14 For this reason I kneel before the Father, 15 from whom every family in heaven and on earth derives its name. 16 I pray that out of his glorious riches he may strengthen you with power through his Spirit in your inner being, 17 so that Christ may dwell in your hearts through faith.
(Ephesians 3:14-17a NIV)
The Apostle Paul restarts his prayer that he began in chapter 3 verse 1, after interrupting himself in verses 2 through 13.
Paul begins his prayer with “For this reason…” So what reason is he referring to? To find out, we have to put our detective hat on and follow the trail of evidence.
First, remember we said that verses 2 through 13 are Paul’s divine interruption, his digression for a few verses?

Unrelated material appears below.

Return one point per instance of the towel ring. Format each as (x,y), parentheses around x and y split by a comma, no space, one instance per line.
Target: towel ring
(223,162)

So let’s set aside verses 2 through 13 for just a moment. Doing so will allow us to connect verses 1 and 14 as the start and continuation of Paul’s thoughts.

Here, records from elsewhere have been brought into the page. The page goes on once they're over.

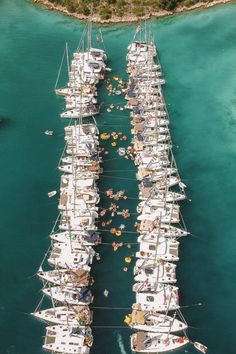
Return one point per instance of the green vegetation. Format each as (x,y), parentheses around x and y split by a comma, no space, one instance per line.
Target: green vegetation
(108,8)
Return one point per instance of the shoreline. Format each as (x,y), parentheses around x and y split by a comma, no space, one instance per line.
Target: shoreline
(129,18)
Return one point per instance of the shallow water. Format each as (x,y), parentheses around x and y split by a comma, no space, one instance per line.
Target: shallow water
(197,52)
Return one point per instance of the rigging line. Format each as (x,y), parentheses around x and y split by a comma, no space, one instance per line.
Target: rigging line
(59,72)
(119,171)
(39,304)
(110,308)
(45,256)
(53,229)
(112,125)
(182,219)
(128,232)
(124,243)
(125,178)
(116,115)
(127,197)
(111,327)
(114,158)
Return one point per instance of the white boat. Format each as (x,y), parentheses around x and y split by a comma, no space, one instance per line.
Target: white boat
(68,339)
(49,132)
(162,301)
(153,272)
(153,321)
(67,277)
(164,230)
(88,239)
(84,221)
(79,296)
(165,249)
(149,342)
(63,256)
(146,287)
(51,194)
(71,315)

When we go back to verse 1, notice how Paul begins that sentence: “For this reason…” So when Paul uses this same phrase in verse 14, he is repeating himself, pickup up where he left off.
So now, following our trail of evidence, we must venture back into chapter 2 to find out what reason Paul is referring to.

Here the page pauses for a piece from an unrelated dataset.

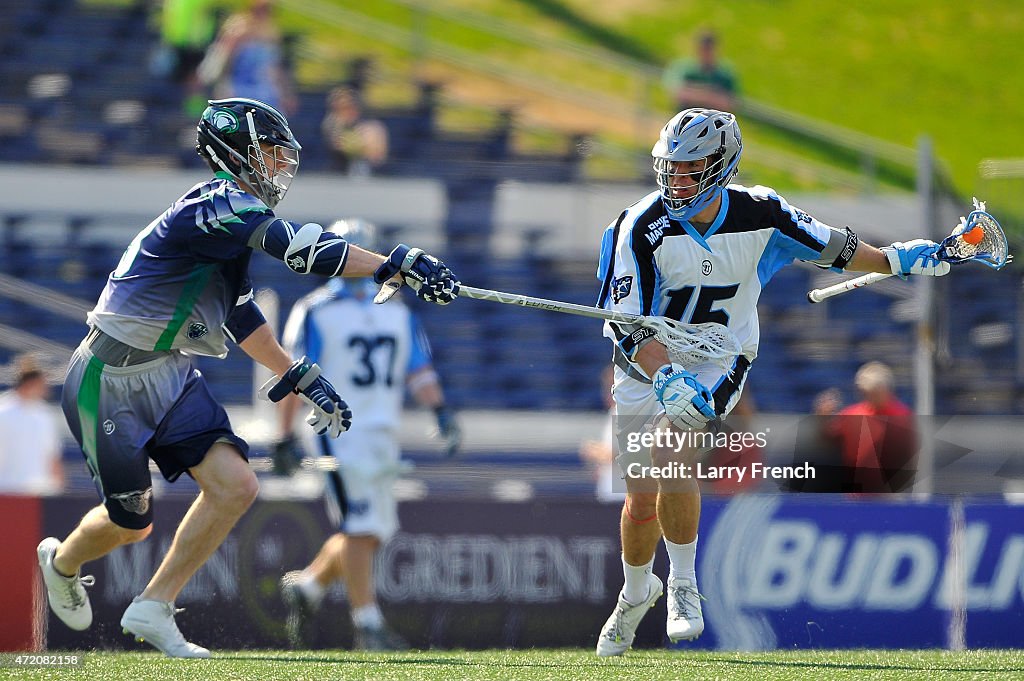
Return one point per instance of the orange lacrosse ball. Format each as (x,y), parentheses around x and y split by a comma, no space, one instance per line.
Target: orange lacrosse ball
(973,237)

In chapter 2, verses 11 through 22, Paul addresses the unity we have in Christ. No more divisions like Jew/Gentile, etc. Paul counts us all in Christ:
- v. 14 – Christ is our peace
- v. 14 – Christ has made the two groups (Jew & Gentile) one
- v. 15 – Christ created one new humanity, one group
- v. 18 – we all have access to God the Father through His Holy Spirit
- v. 19 – we are all fellow citizens with Christ
As we follow this trail of evidence, we see that Paul is referring to the unity we have as believers and followers of Christ.
What is Paul’s reason for referring back to this reason, to the unity we have in Christ?
Rolling back to chapter 3 verse 14, we hear Paul’s heart. He starts by humbly coming before the Lord in worship and thankfulness, both in heart attitude and position of body.
Paul says, “I kneel before the Father…”
Do we ever change the position of our body to reflect the attitude of our heart toward the Lord?
For me, sometimes how I present myself before God is more important that what I say or think. This does not make me more or less acceptable in the sight of God than anyone else; I am not any more holy than the next person. But what it does do is remind me that God is holy and righteous and loving, and is far greater than me. And the simplest way to reflect that is to bow at the foot of the cross to say “thank you” to Jesus.
Paul tells us the reason for his thankfulness, the reason he is kneeling. Paul is humbled and awed by the fact that we, as followers of Christ, are now one in Him, having been adopted into God’s family, and having a new identity, a new last name to tell the world whose we are, to Whom we belong.
Paul’s prayer, then, for the Ephesians (and us), is that we will be encouraged and strengthened and made one with Christ as part of His family, stepping into all that it means to be part of God’s household. Paul says that his prayer is that we would allow Christ to dwell in our hearts by faith, to not only have God’s name as our name, but to have His heart and be part of who He is in every aspect of our being.
May we both receive Paul’s prayer in our hearts, and reflect it to others as well today.